Semi-Supervised Regression with Heteroscedastic Pseudo-Labels
This work addresses a specific problem in semi-supervised regression for researchers and practitioners, offering an incremental improvement over existing pseudo-labeling methods by handling heteroscedastic noise.
The paper tackles the challenge of applying pseudo-labeling to semi-supervised regression by addressing heteroscedastic noise, proposing an uncertainty-aware framework that dynamically adjusts pseudo-label influence to mitigate error accumulation and overfitting, with experiments showing superior robustness and performance compared to existing methods.
Pseudo-labeling is a commonly used paradigm in semi-supervised learning, yet its application to semi-supervised regression (SSR) remains relatively under-explored. Unlike classification, where pseudo-labels are discrete and confidence-based filtering is effective, SSR involves continuous outputs with heteroscedastic noise, making it challenging to assess pseudo-label reliability.

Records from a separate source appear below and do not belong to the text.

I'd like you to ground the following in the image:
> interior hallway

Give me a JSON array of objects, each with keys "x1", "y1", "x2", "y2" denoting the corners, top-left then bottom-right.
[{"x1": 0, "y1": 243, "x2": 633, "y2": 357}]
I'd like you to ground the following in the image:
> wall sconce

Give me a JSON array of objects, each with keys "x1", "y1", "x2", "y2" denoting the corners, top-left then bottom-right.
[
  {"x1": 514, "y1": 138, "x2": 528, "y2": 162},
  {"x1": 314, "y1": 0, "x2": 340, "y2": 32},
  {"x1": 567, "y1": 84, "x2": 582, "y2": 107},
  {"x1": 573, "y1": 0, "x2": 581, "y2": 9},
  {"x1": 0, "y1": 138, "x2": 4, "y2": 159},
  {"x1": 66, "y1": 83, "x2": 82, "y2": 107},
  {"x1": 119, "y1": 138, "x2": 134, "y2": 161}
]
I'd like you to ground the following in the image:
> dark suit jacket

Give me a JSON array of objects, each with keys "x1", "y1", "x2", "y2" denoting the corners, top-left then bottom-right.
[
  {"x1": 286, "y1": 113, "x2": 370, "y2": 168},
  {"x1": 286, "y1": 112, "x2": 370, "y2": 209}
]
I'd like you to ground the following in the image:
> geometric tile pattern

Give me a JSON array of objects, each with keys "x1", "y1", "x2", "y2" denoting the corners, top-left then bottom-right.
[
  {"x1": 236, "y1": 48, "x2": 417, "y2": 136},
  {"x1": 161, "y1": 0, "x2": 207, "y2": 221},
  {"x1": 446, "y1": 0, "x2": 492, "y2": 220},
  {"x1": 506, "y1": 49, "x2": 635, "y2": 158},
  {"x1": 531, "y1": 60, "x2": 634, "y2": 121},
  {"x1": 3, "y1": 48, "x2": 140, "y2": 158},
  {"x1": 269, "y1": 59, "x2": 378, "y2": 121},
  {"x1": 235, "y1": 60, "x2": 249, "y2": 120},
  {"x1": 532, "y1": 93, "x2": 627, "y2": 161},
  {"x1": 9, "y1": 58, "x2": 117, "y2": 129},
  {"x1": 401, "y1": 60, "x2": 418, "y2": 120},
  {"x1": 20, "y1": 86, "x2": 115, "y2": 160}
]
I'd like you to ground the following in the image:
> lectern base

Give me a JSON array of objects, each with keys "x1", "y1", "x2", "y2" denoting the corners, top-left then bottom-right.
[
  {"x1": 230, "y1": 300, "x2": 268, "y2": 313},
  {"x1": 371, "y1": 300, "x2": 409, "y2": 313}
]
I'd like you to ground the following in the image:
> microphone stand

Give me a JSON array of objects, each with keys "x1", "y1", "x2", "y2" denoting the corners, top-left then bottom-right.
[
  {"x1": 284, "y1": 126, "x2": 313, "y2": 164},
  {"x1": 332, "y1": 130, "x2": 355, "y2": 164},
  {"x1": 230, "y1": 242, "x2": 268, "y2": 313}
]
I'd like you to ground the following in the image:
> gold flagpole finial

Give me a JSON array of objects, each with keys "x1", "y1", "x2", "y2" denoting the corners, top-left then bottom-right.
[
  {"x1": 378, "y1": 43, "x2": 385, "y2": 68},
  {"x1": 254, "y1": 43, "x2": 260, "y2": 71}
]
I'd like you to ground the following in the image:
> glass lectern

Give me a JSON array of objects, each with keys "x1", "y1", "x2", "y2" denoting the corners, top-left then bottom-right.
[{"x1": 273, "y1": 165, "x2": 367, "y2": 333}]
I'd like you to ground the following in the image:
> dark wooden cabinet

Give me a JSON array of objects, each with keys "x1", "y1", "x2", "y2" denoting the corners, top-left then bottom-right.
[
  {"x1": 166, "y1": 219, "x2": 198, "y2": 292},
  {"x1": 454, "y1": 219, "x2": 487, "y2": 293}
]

As a result, naive pseudo-labeling can lead to error accumulation and overfitting to incorrect labels. To address this, we propose an uncertainty-aware pseudo-labeling framework that dynamically adjusts pseudo-label influence from a bi-level optimization perspective. By jointly minimizing empirical risk over all data and optimizing uncertainty estimates to enhance generalization on labeled data, our method effectively mitigates the impact of unreliable pseudo-labels. We provide theoretical insights and extensive experiments to validate our approach across various benchmark SSR datasets, and the results demonstrate superior robustness and performance compared to existing methods. Our code is available at https://github.com/sxq/Heteroscedastic-Pseudo-Labels.